Proprio per quella mia difficoltà a interagire con gli sconosciuti di cui sopra rimorchiare non rientra nelle mie principali attività, ma nonostante ciò fin dall’inizio ho pensato che il solo fatto di essere una donna mi avrebbe reso le cose più semplici. O almeno, questo è ciò che pagine Facebook come “morti di figa che cercano di rimorchiare” sembrano suggerire con la stessa insistenza con cui mi torna in mente quella volta che ho attraversato un’intera discoteca con uno sconosciuto che mi abbracciava da dietro.

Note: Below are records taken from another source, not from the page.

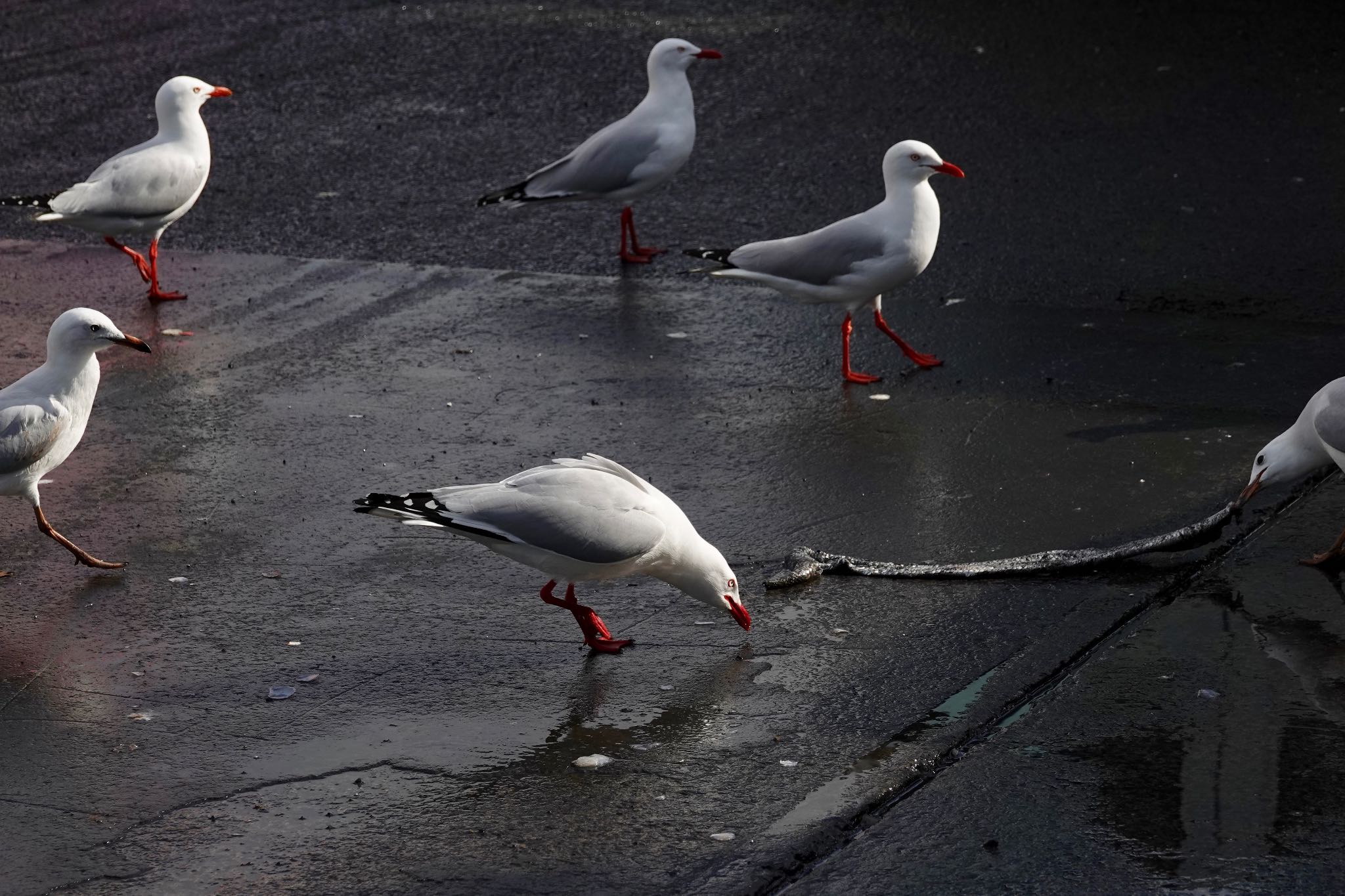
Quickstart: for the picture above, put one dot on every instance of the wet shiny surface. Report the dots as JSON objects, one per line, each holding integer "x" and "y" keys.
{"x": 231, "y": 456}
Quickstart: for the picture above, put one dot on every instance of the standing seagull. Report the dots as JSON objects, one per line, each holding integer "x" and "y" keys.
{"x": 628, "y": 158}
{"x": 1314, "y": 441}
{"x": 147, "y": 187}
{"x": 856, "y": 259}
{"x": 43, "y": 416}
{"x": 579, "y": 521}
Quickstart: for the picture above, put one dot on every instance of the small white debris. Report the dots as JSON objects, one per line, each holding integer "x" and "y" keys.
{"x": 596, "y": 761}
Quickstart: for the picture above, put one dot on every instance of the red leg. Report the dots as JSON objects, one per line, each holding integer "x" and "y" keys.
{"x": 627, "y": 226}
{"x": 136, "y": 257}
{"x": 919, "y": 358}
{"x": 595, "y": 631}
{"x": 850, "y": 377}
{"x": 635, "y": 241}
{"x": 1331, "y": 554}
{"x": 155, "y": 293}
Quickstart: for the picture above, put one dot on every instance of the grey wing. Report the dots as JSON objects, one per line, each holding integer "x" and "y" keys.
{"x": 27, "y": 431}
{"x": 818, "y": 258}
{"x": 586, "y": 515}
{"x": 1329, "y": 423}
{"x": 602, "y": 164}
{"x": 143, "y": 182}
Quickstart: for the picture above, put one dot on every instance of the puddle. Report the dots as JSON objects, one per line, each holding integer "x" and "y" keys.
{"x": 834, "y": 797}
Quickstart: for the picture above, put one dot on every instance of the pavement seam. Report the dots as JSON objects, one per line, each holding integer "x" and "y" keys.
{"x": 872, "y": 811}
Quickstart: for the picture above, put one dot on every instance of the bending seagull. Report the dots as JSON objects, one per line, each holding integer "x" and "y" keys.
{"x": 628, "y": 158}
{"x": 854, "y": 261}
{"x": 1314, "y": 441}
{"x": 43, "y": 416}
{"x": 579, "y": 521}
{"x": 146, "y": 188}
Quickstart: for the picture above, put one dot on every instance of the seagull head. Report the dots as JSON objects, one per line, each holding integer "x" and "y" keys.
{"x": 912, "y": 160}
{"x": 84, "y": 331}
{"x": 183, "y": 95}
{"x": 703, "y": 572}
{"x": 674, "y": 54}
{"x": 1285, "y": 458}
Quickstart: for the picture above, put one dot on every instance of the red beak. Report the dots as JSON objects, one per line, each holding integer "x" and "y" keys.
{"x": 740, "y": 613}
{"x": 1252, "y": 488}
{"x": 139, "y": 344}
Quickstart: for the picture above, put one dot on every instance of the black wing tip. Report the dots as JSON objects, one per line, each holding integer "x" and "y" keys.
{"x": 516, "y": 194}
{"x": 712, "y": 254}
{"x": 37, "y": 200}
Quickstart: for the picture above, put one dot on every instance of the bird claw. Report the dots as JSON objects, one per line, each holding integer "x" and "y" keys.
{"x": 608, "y": 645}
{"x": 864, "y": 379}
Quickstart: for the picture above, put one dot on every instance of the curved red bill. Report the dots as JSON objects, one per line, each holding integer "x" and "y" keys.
{"x": 1252, "y": 488}
{"x": 139, "y": 344}
{"x": 740, "y": 613}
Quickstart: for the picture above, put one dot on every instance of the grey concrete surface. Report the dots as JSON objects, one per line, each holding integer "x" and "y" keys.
{"x": 445, "y": 685}
{"x": 1146, "y": 247}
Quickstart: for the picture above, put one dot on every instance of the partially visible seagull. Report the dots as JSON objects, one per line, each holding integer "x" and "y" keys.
{"x": 854, "y": 261}
{"x": 579, "y": 521}
{"x": 147, "y": 187}
{"x": 1314, "y": 441}
{"x": 43, "y": 416}
{"x": 628, "y": 158}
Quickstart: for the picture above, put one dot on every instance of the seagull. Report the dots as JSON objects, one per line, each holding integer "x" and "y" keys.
{"x": 42, "y": 416}
{"x": 147, "y": 187}
{"x": 854, "y": 261}
{"x": 579, "y": 521}
{"x": 1314, "y": 441}
{"x": 628, "y": 158}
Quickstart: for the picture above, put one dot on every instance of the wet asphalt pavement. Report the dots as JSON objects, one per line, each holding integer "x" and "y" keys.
{"x": 1119, "y": 355}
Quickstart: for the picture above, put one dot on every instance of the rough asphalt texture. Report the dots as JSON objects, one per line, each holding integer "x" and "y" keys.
{"x": 1147, "y": 251}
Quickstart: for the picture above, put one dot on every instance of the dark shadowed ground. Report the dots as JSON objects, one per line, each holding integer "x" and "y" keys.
{"x": 1147, "y": 254}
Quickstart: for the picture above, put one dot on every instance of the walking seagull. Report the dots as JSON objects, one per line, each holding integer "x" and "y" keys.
{"x": 1314, "y": 441}
{"x": 579, "y": 521}
{"x": 146, "y": 188}
{"x": 854, "y": 261}
{"x": 628, "y": 158}
{"x": 43, "y": 416}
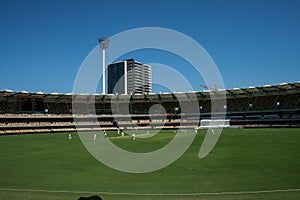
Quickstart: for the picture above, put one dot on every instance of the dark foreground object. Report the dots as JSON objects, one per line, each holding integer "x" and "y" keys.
{"x": 90, "y": 198}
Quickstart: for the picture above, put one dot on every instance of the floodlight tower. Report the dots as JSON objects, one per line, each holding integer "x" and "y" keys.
{"x": 103, "y": 42}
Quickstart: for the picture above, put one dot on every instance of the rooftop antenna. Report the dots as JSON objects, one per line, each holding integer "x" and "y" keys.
{"x": 103, "y": 42}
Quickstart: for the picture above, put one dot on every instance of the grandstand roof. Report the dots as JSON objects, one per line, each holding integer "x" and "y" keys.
{"x": 283, "y": 88}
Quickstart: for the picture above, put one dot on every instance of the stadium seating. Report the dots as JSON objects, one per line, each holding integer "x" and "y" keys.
{"x": 34, "y": 112}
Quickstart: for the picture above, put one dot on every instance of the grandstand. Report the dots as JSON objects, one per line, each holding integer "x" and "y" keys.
{"x": 267, "y": 106}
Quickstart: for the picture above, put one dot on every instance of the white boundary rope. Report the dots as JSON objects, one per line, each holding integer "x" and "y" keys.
{"x": 140, "y": 194}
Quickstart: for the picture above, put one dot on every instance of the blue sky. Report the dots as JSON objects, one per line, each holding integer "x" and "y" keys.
{"x": 43, "y": 43}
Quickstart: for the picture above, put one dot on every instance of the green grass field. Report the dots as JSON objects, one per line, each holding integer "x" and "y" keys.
{"x": 245, "y": 164}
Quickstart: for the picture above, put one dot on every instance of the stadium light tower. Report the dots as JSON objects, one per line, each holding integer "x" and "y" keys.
{"x": 103, "y": 42}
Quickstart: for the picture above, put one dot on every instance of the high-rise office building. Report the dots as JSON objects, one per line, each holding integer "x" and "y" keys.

Convinta che fosse un'amica me lo sono portato in spalla per tutto il locale, e non ero nemmeno sbronza.

Quindi mi sono preparata spiritualmente al pubblico dileggio, e ho passato tre giorni della mia vita ad aggiungere uomini provenienti da ogni anfratto sociale. La tecnica disperata dell'articolo di Niccolò era quella di inviare messaggi random—con tanto di richieste d'amicizia per evitare che questi finissero tutti nella sezione "altri"—fino a che una delle ragazze non avesse accettato o l'autore non avesse raggiunto l'umiliante cifra di 5000 tentativi andati a vuoto. Alla fine, eroicamente, è riuscito a rimediare un appuntamento al buio—forse troppo buio per poterlo accettare. Ho deciso che io avrei fatto una cosa simile, e che non mi sarei fermata finché non fossi riuscita a rimediare un appuntamento sufficientemente appetibile. Oppure non avessi rischiato di dovermi rivolgere ad un programma di protezione.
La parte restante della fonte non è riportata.